Leverage this special room every day. If you have a place to put sugar in your life, then navigating your daily diet becomes a more even playing field. You can feel empowered to make choices around what you eat that has sugar in it. You feel more in control when craving arise. As you encounter sugar in your day, you know you have a place where sugar can go if it is not a situation, place, time, purpose where you want to consume it.


It takes practice. You won’t do it perfectly every time, especially in the beginning. This is important to recognize because if you don’t release the guilt and shame or call it cheating then you are continuing to punish yourself for being human. Whenever we rebuild something in our life, it takes time to build up the skill to do it well. Sugar is no exception. Beating yourself up over not being perfect on day 1 is not constructive or positive to supporting the changes you are attempting to make.


Feel it. It’s ok. You will get there. When you eat sugar rather than put it in the special category, look at why. Was it a particularly stressful time? Did something happen? What were you thinking, feeling and doing at the time? Part of our healing with sugar is also learning to process our emotions in a healthy way.

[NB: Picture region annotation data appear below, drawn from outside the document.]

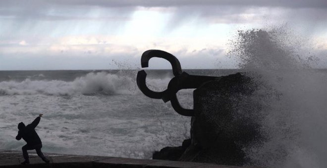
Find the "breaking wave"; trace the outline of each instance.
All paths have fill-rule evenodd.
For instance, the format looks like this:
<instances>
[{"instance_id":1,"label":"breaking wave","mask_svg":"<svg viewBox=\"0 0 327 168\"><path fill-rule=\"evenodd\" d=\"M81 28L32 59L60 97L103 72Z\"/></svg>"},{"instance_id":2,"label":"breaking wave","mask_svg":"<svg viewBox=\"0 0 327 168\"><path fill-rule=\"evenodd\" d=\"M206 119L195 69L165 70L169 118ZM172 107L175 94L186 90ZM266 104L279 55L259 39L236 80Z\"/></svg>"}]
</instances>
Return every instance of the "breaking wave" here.
<instances>
[{"instance_id":1,"label":"breaking wave","mask_svg":"<svg viewBox=\"0 0 327 168\"><path fill-rule=\"evenodd\" d=\"M157 83L161 83L162 81L161 79L153 79L148 83L149 87L157 87L154 86L158 85ZM32 80L29 79L21 82L3 81L0 82L0 95L135 94L139 91L136 83L134 74L126 75L111 74L106 72L91 72L84 76L76 78L71 82Z\"/></svg>"},{"instance_id":2,"label":"breaking wave","mask_svg":"<svg viewBox=\"0 0 327 168\"><path fill-rule=\"evenodd\" d=\"M303 40L282 26L240 31L231 41L228 55L261 85L251 99L263 107L266 138L244 149L250 165L327 167L327 75L312 68L319 59Z\"/></svg>"}]
</instances>

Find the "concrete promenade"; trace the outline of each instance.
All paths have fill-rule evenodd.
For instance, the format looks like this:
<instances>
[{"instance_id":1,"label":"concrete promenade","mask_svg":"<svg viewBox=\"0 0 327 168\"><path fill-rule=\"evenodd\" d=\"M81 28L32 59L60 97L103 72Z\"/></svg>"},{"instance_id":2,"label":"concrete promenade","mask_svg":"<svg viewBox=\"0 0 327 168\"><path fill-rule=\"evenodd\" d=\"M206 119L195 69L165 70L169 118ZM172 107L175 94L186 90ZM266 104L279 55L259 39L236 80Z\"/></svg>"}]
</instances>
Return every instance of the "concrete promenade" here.
<instances>
[{"instance_id":1,"label":"concrete promenade","mask_svg":"<svg viewBox=\"0 0 327 168\"><path fill-rule=\"evenodd\" d=\"M21 151L0 150L0 168L250 168L222 166L193 162L159 160L135 159L112 157L74 155L44 153L50 160L46 164L29 151L30 164L22 165L24 161Z\"/></svg>"}]
</instances>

We don’t want to just push down our feelings and cover them in a layer of sugary frosting anymore.


As you redefine where sugar comes up in your day, you quickly realize the hold it has had on you. Amazing things start to show up that you didn’t realize was holding you under the sugar glaze.

  • Food taste better! Your taste buds reawaken and you start to experience more flavor in your food.

  • Sugary treats become smaller in portion. Without sugar in your diet every day or every meal, when you have it, you actually want less of it! How beautiful is that? You can enjoy it and naturally want less of it. You savor what you have and it becomes pleasurable on a new level that I promise you do not have today. Yes, sugar is always pleasurable but when you are at this point in your relationship with it, it’s like a whole new lover that you didn’t realize you were missing.

  • Your cravings change. Cravings are mostly emotional responses presenting as physical sensations in our body. With the shift of sugar in our life, we find we are processing our feelings in an improved way which in turn changes our cravings.

  • Your mood and behavior improve. Our normal mode of operation is flight or fight, high stress mode every day. When we improve our relationship with sugar, we are calmer, more centered and happier. We feel more attentive and able to focus on complex tasks with more energy. Imagine how different our children will be with this change!